Comment les écoles se préparent à la manif pour le climat

©Tim Dirven

Les jeunes marcheront une nouvelle fois ce jeudi à Bruxelles pour réclamer une politique climatique plus ambitieuse. Le mouvement, qui essaime petit à petit en Wallonie, pousse les écoles à s’organiser.

Acte III pour "Youth for climate". Comme les deux dernières semaines, Bruxelles s’apprête ce jeudi à accueillir de jeunes manifestants, venus d’un peu partout en Belgique exiger des mesures concrètes dans la lutte contre le changement climatique. Initié en Suède par une adolescente, Greta Thunberg, le mouvement a petit à petit fait tache d’huile en Belgique. À l’invitation de deux élèves anversoises, ils étaient plus de 3.000 jeunes, jeudi 10 janvier, à battre avec énergie le pavé de la gare Centrale. La semaine d’après, 12.500.
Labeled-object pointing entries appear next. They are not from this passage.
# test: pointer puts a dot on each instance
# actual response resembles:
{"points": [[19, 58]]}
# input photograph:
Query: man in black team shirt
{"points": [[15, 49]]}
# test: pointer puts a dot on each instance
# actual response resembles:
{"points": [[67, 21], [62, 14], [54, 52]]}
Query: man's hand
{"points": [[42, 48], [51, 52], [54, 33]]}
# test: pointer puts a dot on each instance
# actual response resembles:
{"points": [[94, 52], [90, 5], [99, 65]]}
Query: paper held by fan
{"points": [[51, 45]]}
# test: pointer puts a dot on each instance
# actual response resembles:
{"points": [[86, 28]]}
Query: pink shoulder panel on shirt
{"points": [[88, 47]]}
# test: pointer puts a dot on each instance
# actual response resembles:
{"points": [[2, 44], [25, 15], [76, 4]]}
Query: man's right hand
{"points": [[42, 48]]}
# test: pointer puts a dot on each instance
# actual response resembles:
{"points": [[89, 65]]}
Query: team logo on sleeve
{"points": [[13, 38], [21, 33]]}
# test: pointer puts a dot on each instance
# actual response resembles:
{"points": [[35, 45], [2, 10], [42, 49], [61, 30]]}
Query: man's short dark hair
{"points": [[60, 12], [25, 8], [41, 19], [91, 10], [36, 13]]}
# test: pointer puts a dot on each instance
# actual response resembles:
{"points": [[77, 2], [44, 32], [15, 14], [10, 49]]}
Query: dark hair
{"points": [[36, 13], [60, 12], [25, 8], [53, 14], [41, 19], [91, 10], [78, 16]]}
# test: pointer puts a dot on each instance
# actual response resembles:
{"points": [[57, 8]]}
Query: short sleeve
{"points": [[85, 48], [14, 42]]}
C’est super de manifester, mais après ça doit se transformer en actions concrètes au sein de l’école.
Axel Bex
Directeur du lycée Mater Dei

Une mobilisation qui prend donc de l’ampleur, et qui pousse les écoles à s’organiser. Doivent-elles distribuer à foison les heures de colle en cas d’absence, ou au contraire pousser les jeunes têtes blondes à aller se battre pour la planète? Dans une grande école secondaire de la capitale, on se refuse à encourager à manifester, question de sécurité: "Nous serions en effet dans l’incapacité de garantir la sécurité des élèves dans un mouvement de foule. Avec l’ampleur grandissante de cette mobilisation, les risques de débordement pourraient également s’accroître. L’autorisation de participer aux manifestations est donc subordonnée à celle des parents."

Youth for Climate | Comment les écoles s'organisent

C’est en effet une constante pour toutes les écoles contactées: assurances obligent, les élèves qui désirent marcher pour le climat doivent voir leur absence justifiée par un mot des parents. Plusieurs établissements scolaires ont d’ores et déjà pris les devants en organisant un système de roulement parmi les élèves, pour garantir que ce ne soit pas à chaque fois les mêmes qui aillent manifester, et ainsi leur éviter d’accumuler du retard dans leurs études, si le mouvement venait à durer.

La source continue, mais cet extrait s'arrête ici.